- Born: Abd al-Hussein bin Al-Qasim bin Saleh al-Hilli 1883 Hillah, Iraq
- Died: March 14, 1956 (aged 72–73) Manama, Bahrain

Philosophical work
- School: Twelver Shia Islam
- Language: Arabic, Ottoman Turkish
- Main interests: fiqh, poetry, teaching

= Abd al-Hussein al-Hilli =

Iraqi Islamic scholar and poet

Abd al-Hussein bin Al-Qasim bin Saleh al-Hilli (عبد الحسين بن القاسم بن صالح الحلّي, born 1883, died March 14, 1956) was an Iraqi Ja’afari jurist and poet. Born in Hillah, he studied fiqh (Islamic jurisprudence) in Najaf with leading scholars in the field from 1896 to 1902, then taught the subject. He held the position of Ja’afari Sharia Cassation Judge in Bahrain, where he spent twenty years. In addition to his prowess in judicial studies and Arabic literature, he played a role in reforming the Ottoman Turkish language. He wrote an extensive body of poetry, and died in Bahrain's capital of Manama.

==Biography==
Born in Hillah, Iraq, in 1883, Al-Hilli belonged to a prominent family there. He lived in Hillah until the age of thirteen, when he moved to Najaf for his studies. Among his instructors in Najaf were Sheikh Fethullah Qa'ravi Isfahani, Mohammed Kazem Yazdi, and Muhammad Kadhim Khorasani, the last-named having been his instructor in ijtihad. Among al-Hilli's most prominent students were Ahmed Al-Waeli, Syed Kamal al-Din al-Gharifi al-Bahrani, and Muhammad Ali Zain al-Din al-Darazi.

Al-Hilli worked as a Cassation Judge in the Ja’afari Sharia Courts of Bahrain from 1935 to 1955.
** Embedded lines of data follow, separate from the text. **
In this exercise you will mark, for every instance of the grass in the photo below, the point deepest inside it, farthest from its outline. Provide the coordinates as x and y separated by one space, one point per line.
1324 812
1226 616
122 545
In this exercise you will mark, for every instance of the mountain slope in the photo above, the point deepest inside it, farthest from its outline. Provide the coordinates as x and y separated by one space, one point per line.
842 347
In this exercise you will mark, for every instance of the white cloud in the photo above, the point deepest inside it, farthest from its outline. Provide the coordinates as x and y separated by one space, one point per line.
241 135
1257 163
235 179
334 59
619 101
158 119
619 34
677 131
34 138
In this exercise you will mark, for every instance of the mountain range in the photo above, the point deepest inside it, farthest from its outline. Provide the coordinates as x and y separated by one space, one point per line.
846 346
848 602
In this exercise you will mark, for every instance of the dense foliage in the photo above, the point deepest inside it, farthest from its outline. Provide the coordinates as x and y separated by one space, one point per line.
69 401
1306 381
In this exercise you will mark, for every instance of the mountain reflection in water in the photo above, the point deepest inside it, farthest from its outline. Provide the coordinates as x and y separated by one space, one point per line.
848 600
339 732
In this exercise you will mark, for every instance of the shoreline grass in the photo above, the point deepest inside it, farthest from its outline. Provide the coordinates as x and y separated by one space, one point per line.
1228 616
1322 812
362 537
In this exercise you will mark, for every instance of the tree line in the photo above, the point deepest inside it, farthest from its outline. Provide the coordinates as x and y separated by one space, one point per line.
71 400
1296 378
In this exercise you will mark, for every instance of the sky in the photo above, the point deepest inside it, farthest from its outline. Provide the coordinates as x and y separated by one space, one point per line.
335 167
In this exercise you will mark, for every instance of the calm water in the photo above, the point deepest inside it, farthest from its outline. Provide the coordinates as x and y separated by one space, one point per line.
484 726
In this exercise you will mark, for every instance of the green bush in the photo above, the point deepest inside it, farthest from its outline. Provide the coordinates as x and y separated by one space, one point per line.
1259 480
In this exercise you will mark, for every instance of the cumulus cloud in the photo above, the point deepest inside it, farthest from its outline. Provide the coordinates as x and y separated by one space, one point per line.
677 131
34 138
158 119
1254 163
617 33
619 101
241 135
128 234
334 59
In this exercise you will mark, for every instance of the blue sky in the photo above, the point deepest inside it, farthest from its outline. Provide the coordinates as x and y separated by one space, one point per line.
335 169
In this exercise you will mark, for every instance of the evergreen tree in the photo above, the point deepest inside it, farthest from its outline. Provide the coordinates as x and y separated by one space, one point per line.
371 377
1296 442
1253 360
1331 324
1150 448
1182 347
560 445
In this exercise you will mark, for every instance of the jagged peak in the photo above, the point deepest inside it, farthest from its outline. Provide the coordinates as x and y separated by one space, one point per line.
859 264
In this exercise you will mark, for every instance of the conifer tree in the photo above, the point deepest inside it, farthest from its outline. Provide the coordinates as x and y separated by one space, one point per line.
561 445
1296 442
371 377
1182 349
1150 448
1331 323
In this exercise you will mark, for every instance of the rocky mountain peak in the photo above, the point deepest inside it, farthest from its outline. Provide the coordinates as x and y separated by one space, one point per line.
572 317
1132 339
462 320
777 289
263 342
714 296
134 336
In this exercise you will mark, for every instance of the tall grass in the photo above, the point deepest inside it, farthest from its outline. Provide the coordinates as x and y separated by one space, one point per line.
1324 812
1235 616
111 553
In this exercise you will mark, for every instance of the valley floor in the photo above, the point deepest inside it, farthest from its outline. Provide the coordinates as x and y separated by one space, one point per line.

He died at his home in Manama of an incurable disease, and his funeral took place on March 15, 1956.

==Personal life==
He had children with each of his two wives. He and his Iraqi wife had three sons and two daughters, among the sons an Abdul Amir. With his Bahraini wife, who died on February 18, 2007, he had two sons (Faiq and Muhammad Hadi) and three daughters.

==Works==
- حياة الشريف الرضي (“Life of Al-Sharif al-Radi”)
- شرح منظمة في الإرث (“Exegesis of a Community’s Legacy”)
- مسائل فقهيّة (“Issues of Fiqh)
- ديوان شعر (“Collected Poetry”)
Examples of his poetry are included in Sheikh Ali al-Khaqani's شعراء الغري (“Allure of Poetry”).